Is Your School a “Soft Target”?

If you’re unfamiliar with the K-12 Cyber Incident Map, it’s a great interactive visualization of all the publicly-reported cyber attacks on U.S. public schools and school districts since 2016, ranging from simple phishing scams to more disruptive denial-of-service attacks or other significant events that result in the unauthorized access or disclosure of student data. 2017 has already seen more disclosed events in its first half than in all of 2016 combined.

In this article from THE Journal, Doug Levin, founder and operator of this K-12 Cyber Incident Map shares some lessons he has learned after aggregating this data; namely “My sense is that as schools increase reliance on technology, [cybercriminals] are finding that schools are softer targets.”

Security is all about creating a safe computing environment for all users on all segments of your network. Make sure you invest enough time and energy ensuring your school district isn’t the next “soft target” for cyber criminals.

WannaCry? Not us!

By now, we’ve all heard of WannaCry – a ransomware attack that’s being called one of the worst cybersecurity attacks in history. But what have we learned?

WannaCry targeted a vulnerability found in the Microsoft Windows operating systems – from Vista all the way to Windows 10. And even though Microsoft issued a patch to fix this vulnerability back in March, many people and organizations failed to update.

Large organizations such as schools and hospitals often take longer to update their machines so that they can evaluate just how these large scale updates will impact their network and their help desk resources; but in doing so, they leave themselves open to attacks like this.

SafeConnect allows organizations to create OS patch level policies that automatically quarantine devices from the network if their operating system hasn’t recently been patched; it also allows administrators to block access for devices running older operating systems that no longer receive mainstream support. This would’ve helped for the networks that have endpoints on it running Windows XP or Windows 8 – versions for which Microsoft did not release fixes until after the attack had already started.

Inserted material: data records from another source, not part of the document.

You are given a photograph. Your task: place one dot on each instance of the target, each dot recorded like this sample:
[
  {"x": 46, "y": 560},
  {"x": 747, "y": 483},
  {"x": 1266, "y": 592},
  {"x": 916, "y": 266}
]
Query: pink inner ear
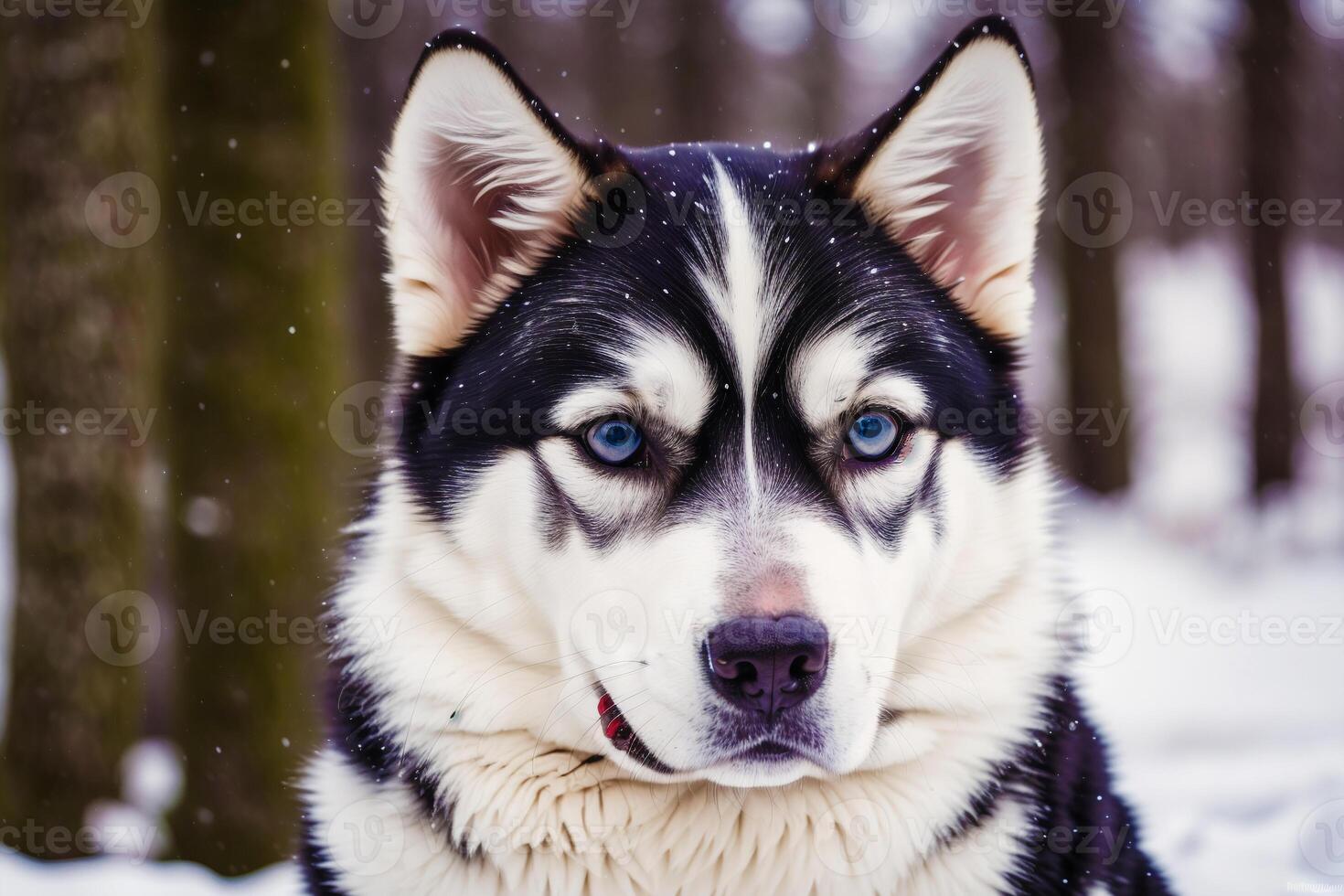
[
  {"x": 945, "y": 242},
  {"x": 477, "y": 188},
  {"x": 958, "y": 185}
]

IoT and the ‘Weaponized’ Teddy Bear

This week at the International One Conference 2017 in The Netherlands, 11 year-old Reuben Paul and his teddy bear Bob showed how easily internet-enabled devices can be exploited to gain access to a network.

Using Raspberry Pi, a tiny credit-card sized computer that could scan for available Bluetooth devices in the conference hall, Reuben located and hacked into the teddy bear which was WiFi connected, Bluetooth enabled and capable of receiving and transmitting messages. Then, he used Python, a programming language, to turn on one of the lights in his toy and record a message from the audience.

The demonstration was to prove that anything connected to IoT, even toys, could be hacked into and used as tools for illegitimate surveillance.

“From airplanes to automobiles, from smartphones to smart homes, anything or any toy can be part of the Internet of Things (IOT),” said the sixth grader, as reported by The Guardian.

All the more reason to know who and what is on your network!